原題:『The Big Short』
監督:アダム・マッケイ
脚本:チャールズ・ランドルフ/アダム・マッケイ
撮影:バリー・アクロイド
出演:クリスチャン・ベール/ライアン・ゴズリング/スティーブ・カレル/ブラット・ピット
2015年/アメリカ
内容もギャグも難しいことに対する「最後の言い訳」
作品の冒頭でライアン・ゴズリングが演じるジャレド・ベネットがいきなり観客に向かって語りかけてくるところなどは、『ウルフ・オブ・ウォールストリート』(マーティン・スコセッシ監督 2013年)でレオナルド・ディカプリオが演じた主人公のジョーダン・ベルフォートと同じ身振りで、要するに複雑な金融市場のからくりに観客が置いてけぼりにならないための常套手段なのであろう。実際、CDОと呼ばれる二級品の債務担保証券(サブプライム・ローン)を中心とした金融商品のシステムはなかなか理解しにくく、まさかセレーナ・ゴメスに教えられることになるとは思わなかったのだが、聞き逃さないようにするためにこの難しさが却って観客に緊張感をもたらして飽きさせない役割を果たしているように思う。
ところで「ただ一つの疑問が、ブラット・ピット。ウォールストリートに幻滅して引退した投資家の役ですが、立派すぎるんです。このブラット・ピット、以前にも『それでも夜は明ける』でただ一人の善玉を演じ、この映画唯一の傷になっていました。/なぜブラット・ピットは善玉なのか? それは、ピットがプロデューサーの一人だからです。製作チームだから監督も文句が言えない。世界経済はウォールストリートから、そして映画製作はブラット・ピットから自立するべきだという思いを強くいたしました。」(毎日新聞 2016.3.6 日曜くらぶ 「映画愛」 藤原帰一)という意見は正しいだろうか? 本作に関して言うならば、ブラッド・ピットが演じているベン・リカートが組んでいるチャーリー・ゲラーを演じたジョン・マガロも、ジェイミー・シプリーを演じたフィン・ウィットロックも個性が弱すぎて、「伝説のトレーダー」であるブラット・ピットがいなければクセの強い鬼才トレーダー、怒れるトレーダー、反逆のトレーダーの3人に張り合えなかったであろう。

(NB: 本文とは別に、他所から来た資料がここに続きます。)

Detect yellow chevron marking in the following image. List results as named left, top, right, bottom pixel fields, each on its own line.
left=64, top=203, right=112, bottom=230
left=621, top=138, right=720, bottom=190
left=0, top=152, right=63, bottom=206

音楽の使い方も悪くない。ニール・ヤングの「Rockin' in the Free World」が使用されている。この曲は『華氏911(Fahrenheit 9/11)』(マイケル・ムーア監督 2004年)のエンディングテーマとしても使われていたのであるが、本作では途中で切られている。つまりアメリカは相変わらず不自由なのだと暗示させるのである。
あるいは「ノブ(NОBU)」と呼ばれるジャパニーズ・フード・レストランでマーク・バウムが抹茶アイスクリームを食べている男に説明を求めていた背後で流れているBGMが徳永英明の「最後の言い訳」で、それはまるでバウムが聞かされている説明そのものを暗示させるのであるが、これは日本人にしか理解できないであろう。
「最後の言い訳」は1988年にリリースされており、舞台となっている2007年にヒットしていた訳ではないし、エンドクレジットにこの曲名が載っていなかったところから勘案するならば、奇跡的な偶然が介在していないならば本作には日本に精通している優秀なブレーンが関わっていたのだと思う。